The most controversial part of the IEEE 754 floating-point standard is gradual denormals. Typically they trap to software rather than being implemented in hardware. In the common case where a workload has numbers that decline to zero, when they hit the denormal range, there is an abrupt slowdown of a couple of orders of magnitude until the programmer finds out what's going on and how to turn off denormals. There is a good reason for this: in a nutshell, to make them run fast, would require spending more hardware resources all the time so that, for a given budget of transistors and power, everything would run slower in throughput, latency or both: https://stackoverflow.com/questions/54937154/why-are-denormal-floating-point-values-slower-to-handle
When the IEEE 754 committee was debating the matter, DEC hired an expert numerical analyst named Pete Stewart to study it and give his opinion, expecting him to support their position (based on experience with the VAX) that denormals should not be in the standard; they were unpleasantly surprised when he claimed they could in fact be implemented efficiently: https://people.eecs.berkeley.edu/~wkahan/19July10.pdf
But I haven't been able to find any specifics on how he expected this to be done. Presumably if the method he was thinking of would really work with no downside, modern CPUs would use it.

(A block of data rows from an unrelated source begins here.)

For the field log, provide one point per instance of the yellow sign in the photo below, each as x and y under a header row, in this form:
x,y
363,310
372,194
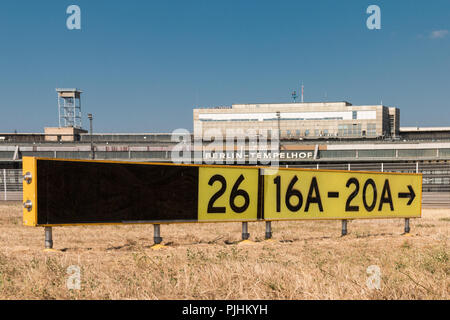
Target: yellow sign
x,y
291,194
227,194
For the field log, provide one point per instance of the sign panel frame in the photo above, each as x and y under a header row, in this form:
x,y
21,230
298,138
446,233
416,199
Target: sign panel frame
x,y
312,188
228,193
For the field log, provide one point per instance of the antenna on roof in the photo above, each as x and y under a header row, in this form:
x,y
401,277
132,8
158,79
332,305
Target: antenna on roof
x,y
302,91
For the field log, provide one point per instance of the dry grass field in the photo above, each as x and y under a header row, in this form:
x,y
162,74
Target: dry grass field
x,y
306,260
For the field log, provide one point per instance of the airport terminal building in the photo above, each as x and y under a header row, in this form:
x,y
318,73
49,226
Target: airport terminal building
x,y
313,135
302,120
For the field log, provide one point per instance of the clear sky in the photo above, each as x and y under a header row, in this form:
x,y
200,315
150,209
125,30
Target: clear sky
x,y
144,65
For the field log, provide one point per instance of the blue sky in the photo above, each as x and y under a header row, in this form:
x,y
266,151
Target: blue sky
x,y
144,65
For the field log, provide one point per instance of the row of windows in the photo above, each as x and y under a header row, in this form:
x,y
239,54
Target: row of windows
x,y
386,153
273,119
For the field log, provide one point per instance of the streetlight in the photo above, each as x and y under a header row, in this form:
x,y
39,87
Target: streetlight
x,y
92,143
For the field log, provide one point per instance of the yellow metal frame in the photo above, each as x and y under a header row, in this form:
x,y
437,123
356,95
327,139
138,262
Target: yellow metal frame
x,y
29,164
30,191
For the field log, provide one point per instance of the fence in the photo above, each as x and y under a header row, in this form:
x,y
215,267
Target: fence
x,y
436,178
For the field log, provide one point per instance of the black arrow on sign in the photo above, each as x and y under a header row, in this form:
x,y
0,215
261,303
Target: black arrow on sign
x,y
411,195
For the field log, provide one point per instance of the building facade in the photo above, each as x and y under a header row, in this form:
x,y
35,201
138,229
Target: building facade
x,y
301,120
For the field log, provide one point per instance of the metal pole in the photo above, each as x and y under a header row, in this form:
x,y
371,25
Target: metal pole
x,y
268,230
407,228
4,182
92,142
245,234
156,234
48,238
344,227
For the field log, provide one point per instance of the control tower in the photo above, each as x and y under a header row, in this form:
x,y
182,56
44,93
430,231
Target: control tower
x,y
69,107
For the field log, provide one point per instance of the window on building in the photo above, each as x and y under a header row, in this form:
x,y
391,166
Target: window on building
x,y
371,129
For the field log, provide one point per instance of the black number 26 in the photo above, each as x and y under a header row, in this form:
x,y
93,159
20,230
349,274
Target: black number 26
x,y
235,192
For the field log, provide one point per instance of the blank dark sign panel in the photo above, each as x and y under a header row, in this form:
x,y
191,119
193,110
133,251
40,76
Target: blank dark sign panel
x,y
77,192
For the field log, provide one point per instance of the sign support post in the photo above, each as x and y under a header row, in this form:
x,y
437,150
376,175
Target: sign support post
x,y
48,238
407,228
268,230
245,234
156,234
344,228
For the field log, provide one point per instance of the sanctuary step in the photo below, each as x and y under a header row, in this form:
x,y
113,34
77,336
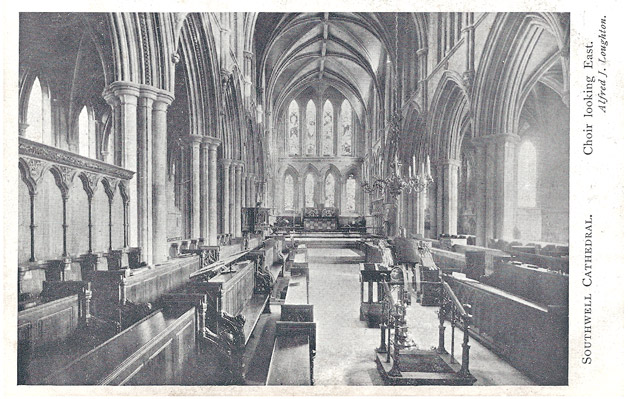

So what was he thinking? Why doesn't it work with no downside? Why did he believe it would? Was he ignoring latency and power consumption? Was he ignoring diffuse cost? (Sure, you can make denormals just as fast as normals – by making everything slower.) Was he working on assumptions that were true only with the technology of the time? (Gate delays exceeding wire delays, floating point implemented in microcode?) Or something else I haven't thought of?